Physical Effects of Breastfeeding on Mothers
Breastfeeding is a natural way to feed an infant that also has a variety of benefits. Breast milk provides all the nutrition a baby needs and promotes long-term health in infants.
Breastfeeding is a natural way to feed an infant that also has a variety of benefits. Breast milk provides all the nutrition a baby needs and promotes long-term health in infants. In addition to saving money on formula, mothers can also enjoy the physical effects from breastfeeding, such as health benefits and establishing a bond with their babies.
Breastfeeding may help mothers lose weight after their baby is born. Weight loss occurs when you burn more calories than you consume. In an NBCNews.com article, University of Oxford researcher, Dr. Kirsty Bobrow, explains that the body burns up to 500 calories per day producing breast milk. The weight-loss benefits might even last decades. In her research, published in the July 2012 issue of the "International Journal of Obesity," Dr.

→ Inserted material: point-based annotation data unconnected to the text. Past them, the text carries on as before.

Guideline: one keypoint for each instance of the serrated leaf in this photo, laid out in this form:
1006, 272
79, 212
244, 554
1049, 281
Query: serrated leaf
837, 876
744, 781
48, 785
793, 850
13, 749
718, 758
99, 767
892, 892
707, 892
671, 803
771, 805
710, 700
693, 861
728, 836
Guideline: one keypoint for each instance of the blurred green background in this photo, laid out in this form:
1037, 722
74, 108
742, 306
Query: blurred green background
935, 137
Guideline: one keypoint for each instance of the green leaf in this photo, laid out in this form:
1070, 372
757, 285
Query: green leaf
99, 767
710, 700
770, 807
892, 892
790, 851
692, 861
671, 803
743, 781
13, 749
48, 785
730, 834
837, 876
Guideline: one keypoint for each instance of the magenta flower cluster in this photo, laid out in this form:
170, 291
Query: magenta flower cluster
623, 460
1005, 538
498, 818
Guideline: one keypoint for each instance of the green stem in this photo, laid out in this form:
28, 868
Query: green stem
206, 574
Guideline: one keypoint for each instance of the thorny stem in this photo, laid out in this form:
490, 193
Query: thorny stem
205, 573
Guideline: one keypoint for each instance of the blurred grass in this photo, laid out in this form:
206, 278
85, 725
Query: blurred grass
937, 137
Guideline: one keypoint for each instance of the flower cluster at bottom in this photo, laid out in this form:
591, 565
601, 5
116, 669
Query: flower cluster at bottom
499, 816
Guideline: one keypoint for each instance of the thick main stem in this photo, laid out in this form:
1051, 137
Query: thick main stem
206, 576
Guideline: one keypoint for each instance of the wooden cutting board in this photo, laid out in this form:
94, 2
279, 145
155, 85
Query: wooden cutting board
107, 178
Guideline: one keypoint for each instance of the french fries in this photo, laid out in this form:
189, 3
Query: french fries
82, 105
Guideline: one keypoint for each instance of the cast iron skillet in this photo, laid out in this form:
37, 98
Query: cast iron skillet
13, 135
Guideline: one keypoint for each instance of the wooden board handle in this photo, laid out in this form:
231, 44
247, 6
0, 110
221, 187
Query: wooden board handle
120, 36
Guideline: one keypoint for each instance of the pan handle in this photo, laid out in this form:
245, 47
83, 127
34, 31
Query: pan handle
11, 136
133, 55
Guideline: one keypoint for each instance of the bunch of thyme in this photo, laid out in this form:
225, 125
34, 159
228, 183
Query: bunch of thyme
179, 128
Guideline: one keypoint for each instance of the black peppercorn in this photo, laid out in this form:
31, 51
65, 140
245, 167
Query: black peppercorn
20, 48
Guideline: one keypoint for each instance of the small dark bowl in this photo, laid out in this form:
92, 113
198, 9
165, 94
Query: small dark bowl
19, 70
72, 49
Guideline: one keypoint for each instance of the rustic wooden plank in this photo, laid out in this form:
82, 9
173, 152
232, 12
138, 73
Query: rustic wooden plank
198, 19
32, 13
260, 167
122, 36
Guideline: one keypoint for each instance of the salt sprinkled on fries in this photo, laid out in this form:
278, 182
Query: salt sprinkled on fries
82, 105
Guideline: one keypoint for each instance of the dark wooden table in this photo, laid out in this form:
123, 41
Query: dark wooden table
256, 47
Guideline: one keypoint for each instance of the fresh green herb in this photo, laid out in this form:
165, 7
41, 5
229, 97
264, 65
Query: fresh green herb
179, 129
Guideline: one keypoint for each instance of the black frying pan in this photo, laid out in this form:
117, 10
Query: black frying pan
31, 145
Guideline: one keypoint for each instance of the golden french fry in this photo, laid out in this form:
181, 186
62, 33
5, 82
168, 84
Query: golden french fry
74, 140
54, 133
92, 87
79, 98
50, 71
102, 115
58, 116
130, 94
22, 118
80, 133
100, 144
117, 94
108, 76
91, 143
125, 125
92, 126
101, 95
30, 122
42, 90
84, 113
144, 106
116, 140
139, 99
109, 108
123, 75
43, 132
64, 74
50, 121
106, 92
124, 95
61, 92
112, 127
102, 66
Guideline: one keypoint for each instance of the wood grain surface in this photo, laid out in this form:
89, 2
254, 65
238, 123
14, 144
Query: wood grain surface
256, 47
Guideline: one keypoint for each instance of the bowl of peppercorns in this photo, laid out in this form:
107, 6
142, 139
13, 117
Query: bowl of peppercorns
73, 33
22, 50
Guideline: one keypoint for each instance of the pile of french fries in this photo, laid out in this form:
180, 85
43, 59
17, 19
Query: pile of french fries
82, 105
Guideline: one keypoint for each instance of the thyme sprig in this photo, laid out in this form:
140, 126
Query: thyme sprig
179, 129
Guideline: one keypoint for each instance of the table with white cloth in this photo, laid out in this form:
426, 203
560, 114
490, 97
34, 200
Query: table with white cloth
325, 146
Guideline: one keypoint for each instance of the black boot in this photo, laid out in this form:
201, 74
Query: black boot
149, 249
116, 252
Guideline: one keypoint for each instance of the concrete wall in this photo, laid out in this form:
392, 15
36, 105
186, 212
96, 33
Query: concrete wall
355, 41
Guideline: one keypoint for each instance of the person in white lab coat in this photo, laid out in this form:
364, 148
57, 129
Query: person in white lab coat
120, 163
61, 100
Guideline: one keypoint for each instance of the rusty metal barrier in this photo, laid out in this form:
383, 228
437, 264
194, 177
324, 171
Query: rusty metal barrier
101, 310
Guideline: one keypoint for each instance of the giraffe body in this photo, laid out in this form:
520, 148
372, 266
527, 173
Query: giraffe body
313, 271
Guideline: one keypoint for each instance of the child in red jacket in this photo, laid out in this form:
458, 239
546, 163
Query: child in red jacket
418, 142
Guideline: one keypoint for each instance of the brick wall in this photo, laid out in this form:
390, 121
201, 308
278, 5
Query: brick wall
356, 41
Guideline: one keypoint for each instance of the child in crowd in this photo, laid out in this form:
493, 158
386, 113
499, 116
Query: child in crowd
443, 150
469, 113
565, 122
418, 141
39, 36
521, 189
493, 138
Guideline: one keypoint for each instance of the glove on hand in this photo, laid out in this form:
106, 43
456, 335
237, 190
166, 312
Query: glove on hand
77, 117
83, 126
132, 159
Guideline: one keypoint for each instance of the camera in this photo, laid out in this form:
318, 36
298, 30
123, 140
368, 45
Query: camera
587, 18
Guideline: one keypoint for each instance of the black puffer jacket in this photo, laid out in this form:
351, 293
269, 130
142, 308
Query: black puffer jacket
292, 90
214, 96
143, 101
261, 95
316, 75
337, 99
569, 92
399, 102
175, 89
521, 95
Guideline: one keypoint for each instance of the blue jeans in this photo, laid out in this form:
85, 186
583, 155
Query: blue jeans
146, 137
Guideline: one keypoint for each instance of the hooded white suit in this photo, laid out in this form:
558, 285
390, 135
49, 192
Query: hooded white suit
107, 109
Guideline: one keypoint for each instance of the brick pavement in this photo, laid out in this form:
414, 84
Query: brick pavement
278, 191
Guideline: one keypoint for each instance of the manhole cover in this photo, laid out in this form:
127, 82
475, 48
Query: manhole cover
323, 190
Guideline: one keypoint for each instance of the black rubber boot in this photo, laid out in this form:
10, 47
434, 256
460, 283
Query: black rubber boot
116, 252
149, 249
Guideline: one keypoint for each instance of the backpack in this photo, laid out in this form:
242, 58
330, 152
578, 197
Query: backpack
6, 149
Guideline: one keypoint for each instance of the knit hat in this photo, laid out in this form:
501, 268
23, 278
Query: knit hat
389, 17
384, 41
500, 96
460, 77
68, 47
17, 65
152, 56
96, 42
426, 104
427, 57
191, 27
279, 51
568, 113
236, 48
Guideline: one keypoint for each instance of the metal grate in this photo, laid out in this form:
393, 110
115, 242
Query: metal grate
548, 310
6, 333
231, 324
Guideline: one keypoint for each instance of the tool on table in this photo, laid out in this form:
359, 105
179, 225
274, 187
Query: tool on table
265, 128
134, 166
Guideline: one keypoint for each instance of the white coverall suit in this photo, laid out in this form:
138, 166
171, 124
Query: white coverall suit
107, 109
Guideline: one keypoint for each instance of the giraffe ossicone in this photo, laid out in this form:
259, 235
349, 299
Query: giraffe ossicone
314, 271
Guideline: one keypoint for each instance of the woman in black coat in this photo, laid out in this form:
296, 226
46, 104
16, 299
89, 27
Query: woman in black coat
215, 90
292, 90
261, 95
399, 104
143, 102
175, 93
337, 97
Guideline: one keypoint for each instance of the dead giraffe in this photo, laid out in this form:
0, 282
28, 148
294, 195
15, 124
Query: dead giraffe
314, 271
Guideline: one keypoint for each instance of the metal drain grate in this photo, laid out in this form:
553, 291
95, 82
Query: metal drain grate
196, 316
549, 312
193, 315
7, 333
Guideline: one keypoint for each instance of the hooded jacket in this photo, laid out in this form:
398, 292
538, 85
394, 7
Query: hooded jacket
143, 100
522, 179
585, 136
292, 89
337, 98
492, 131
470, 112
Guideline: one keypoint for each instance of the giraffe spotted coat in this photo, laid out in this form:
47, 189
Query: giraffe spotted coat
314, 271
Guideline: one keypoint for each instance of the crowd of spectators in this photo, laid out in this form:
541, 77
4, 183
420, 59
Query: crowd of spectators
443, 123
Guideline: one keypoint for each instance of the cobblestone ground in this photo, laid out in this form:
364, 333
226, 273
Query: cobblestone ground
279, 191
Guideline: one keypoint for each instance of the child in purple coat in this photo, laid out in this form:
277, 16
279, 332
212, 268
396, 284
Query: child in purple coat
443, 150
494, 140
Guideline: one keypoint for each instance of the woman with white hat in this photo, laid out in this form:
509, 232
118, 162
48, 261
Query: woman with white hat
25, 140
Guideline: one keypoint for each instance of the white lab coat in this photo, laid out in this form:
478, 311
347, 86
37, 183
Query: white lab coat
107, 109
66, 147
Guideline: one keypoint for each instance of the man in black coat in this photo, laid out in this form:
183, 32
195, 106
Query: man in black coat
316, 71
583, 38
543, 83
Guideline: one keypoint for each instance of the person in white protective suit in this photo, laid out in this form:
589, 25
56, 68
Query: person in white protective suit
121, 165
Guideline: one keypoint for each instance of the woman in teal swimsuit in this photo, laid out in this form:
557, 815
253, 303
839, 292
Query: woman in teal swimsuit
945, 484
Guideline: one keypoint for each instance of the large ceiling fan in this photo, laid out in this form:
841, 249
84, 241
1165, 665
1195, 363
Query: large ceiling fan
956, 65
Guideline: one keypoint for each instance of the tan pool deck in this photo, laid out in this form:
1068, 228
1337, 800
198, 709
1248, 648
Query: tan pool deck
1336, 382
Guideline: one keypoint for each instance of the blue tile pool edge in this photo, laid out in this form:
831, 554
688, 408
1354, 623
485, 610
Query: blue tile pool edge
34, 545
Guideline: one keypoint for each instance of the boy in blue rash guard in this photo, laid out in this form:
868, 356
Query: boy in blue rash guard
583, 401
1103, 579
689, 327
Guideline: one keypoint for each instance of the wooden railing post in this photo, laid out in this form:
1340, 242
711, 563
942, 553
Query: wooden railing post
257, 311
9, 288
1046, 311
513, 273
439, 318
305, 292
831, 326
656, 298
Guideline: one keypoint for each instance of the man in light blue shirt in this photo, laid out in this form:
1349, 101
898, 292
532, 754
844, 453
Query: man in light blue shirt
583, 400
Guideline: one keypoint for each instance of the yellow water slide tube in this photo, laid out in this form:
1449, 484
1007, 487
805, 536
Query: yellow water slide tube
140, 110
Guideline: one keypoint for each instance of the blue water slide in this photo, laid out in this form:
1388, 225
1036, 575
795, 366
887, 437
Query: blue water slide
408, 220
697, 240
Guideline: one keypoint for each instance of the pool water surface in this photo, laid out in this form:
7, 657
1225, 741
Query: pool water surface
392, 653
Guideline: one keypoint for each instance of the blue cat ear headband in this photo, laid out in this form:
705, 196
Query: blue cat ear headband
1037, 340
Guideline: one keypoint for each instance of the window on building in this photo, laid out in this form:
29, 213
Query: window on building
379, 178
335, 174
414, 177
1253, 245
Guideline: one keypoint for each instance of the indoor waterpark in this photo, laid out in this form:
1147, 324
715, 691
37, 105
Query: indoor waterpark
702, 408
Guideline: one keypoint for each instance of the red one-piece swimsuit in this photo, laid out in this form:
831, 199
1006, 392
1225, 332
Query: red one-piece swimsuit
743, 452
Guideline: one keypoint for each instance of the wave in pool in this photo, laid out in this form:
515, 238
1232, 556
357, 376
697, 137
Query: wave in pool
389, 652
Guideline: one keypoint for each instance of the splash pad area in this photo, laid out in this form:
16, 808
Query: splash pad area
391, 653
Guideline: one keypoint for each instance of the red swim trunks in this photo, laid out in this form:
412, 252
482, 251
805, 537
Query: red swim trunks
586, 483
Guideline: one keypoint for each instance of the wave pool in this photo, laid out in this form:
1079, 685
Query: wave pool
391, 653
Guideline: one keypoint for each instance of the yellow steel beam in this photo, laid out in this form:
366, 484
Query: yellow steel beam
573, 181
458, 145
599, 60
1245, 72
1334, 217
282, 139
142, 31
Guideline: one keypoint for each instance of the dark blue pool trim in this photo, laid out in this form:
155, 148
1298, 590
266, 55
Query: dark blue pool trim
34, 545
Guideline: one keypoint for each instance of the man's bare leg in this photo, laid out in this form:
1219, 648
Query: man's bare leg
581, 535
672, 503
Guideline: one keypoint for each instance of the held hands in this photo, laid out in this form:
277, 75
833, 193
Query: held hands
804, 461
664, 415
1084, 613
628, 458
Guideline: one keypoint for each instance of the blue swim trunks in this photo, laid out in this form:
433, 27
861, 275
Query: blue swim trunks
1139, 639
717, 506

Bobrow and her team found that women in their 50s and early 60s who breastfed had lower body mass indexes than women who did not breastfeed.
Changes in Uterus
Breastfeeding promotes production of the hormone oxytocin in a woman's body. This hormone helps your uterus contract so it returns to its pre-pregnancy size more quickly, according to HealthyChildren.org. Not only does this help flatten your tummy after childbirth, but the uterus returning to its normal size also provides additional benefits. The release of oxytocin can also help reduce postpartum bleeding and uterine involution -- when the uterus changes from pregnant to non-pregnant state -- for a quicker recovery.
Hormones released during breastfeeding -- prolactin and oxytocin -- help new mothers connect with their babies. Prolactin helps bring on a peaceful and nurturing sensation, while oxytocin produces a strong sense of love and attachment between a mother and her child, according to HealthyChildren.org. The skin-to-skin and eye contact that takes place during breastfeeding also helps establish a bond. An article published in the April 2011 edition of "Journal of Child Psychology and Psychiatry" reports that breastfeeding promotes a greater maternal sensitivity and improves a mother's response to her infant's cues.
Other Health Benefits
Breastfeeding promotes long-term health benefits in mothers. WomensHealth.gov reports a link between breastfeeding and lower risk of developing certain diseases and conditions such as Type 2 diabetes, breast cancer, ovarian cancer and postpartum depression. Breastfeeding provides a natural form of contraception as long as the infant is less than 6 months old, the mother's menstrual cycle has not returned and the baby is breastfeeding throughout the day and night, says HealthyChildren.org.